Even so, the victory may do little to change the underlying system. The $145,000 that jurors awarded will help cover what Leigey and her neighbors spent over the years on bottled water, laundromat visits, and new wells. But the jury did not award punitive damages, and nothing about the verdict requires the slaughterhouse to change how it operates despite the history of environmental violations revealed during the trial.
“There’s no disincentive for him to do this,” said Chris Nidel, Leigey’s lawyer. Based on the volume of waste produced, he estimated the company saves $4,500 an hour spreading it locally rather than hauling it to a wastewater facility. “They can make that money up in less than a week.”

But unless state regulators pursue an investigation or adopt new rules, accountability remains elusive. Cases like Leigey’s can be difficult to prove if defendants can create enough doubt by pointing to other possible sources of contamination — another farm, a leaky septic tank, or past agricultural use. These cases are usually “a catch-me-if-you-can situation,” said Dani Replogle, an attorney with Food & Water Watch who was not involved in the lawsuit.
The same pressures play out nationwide in a $161 billion beef industry built on processing vast numbers of animals at low cost to meet high demand.
“The more animals you have in one location, the worse the environmental problems are going to be,” Replogle said.

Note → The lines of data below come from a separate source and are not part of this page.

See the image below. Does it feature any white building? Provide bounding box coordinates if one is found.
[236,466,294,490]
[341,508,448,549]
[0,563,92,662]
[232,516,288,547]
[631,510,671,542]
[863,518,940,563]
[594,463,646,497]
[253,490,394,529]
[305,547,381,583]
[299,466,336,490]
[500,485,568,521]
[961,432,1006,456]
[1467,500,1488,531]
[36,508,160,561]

Stricter regulation is the only way to negate that, she said. “That is just not happening. There’s a really powerful lobby standing in the way of that.”
That pressure is reinforced locally. Nicholas Meat employs a significant share of the region’s population. Neighbors may be employees, relatives, or landowners connected to the operation, leaving communities tied to the facility responsible for the pollution. That leaves few people willing to complain.
Kovach, the president of the farmers’ union, believes the case reflects a broader shift in agriculture: Livestock production and processing have become concentrated in the hands of fewer, larger operators. “What we need is a lot fewer plants that can handle 600 to 1,000 [cattle] a day and more that can handle 100 a day,” he said.

Regardless of whether the industry makes that shift, state Representative Paul Friel said the rules need to change. He has introduced legislation to tighten oversight and hold polluters more accountable because some “bad actors” are turning “farm fields into unregulated landfills.”
“There has to be a distinction between normal farming practice and industrial waste disposal,” he said. “There’s not a path forward to manage this without legislation.”
In the months since Leigey won her civil suit, the air around her house has been crisp and fresh. The pungent smell of rotting flesh has waned, but that’s largely because Nicholas Meat is spreading its waste on other fields across the Sugar Valley of central Pennsylvania.
She spent around $10,000 having a deeper well dug in 2021, and although her water now runs clear, she worries how long it’ll stay that way. Her lawyer hopes the lawsuit might inspire others to take a stand and force the industry to change, but Leigey and her neighbors wonder whose well might be the next to run rank.
“Innocent people should not have to suffer for the greed of other people,” she said. “I’m still going to keep an eye on it. Sometimes bad habits are hard to break.”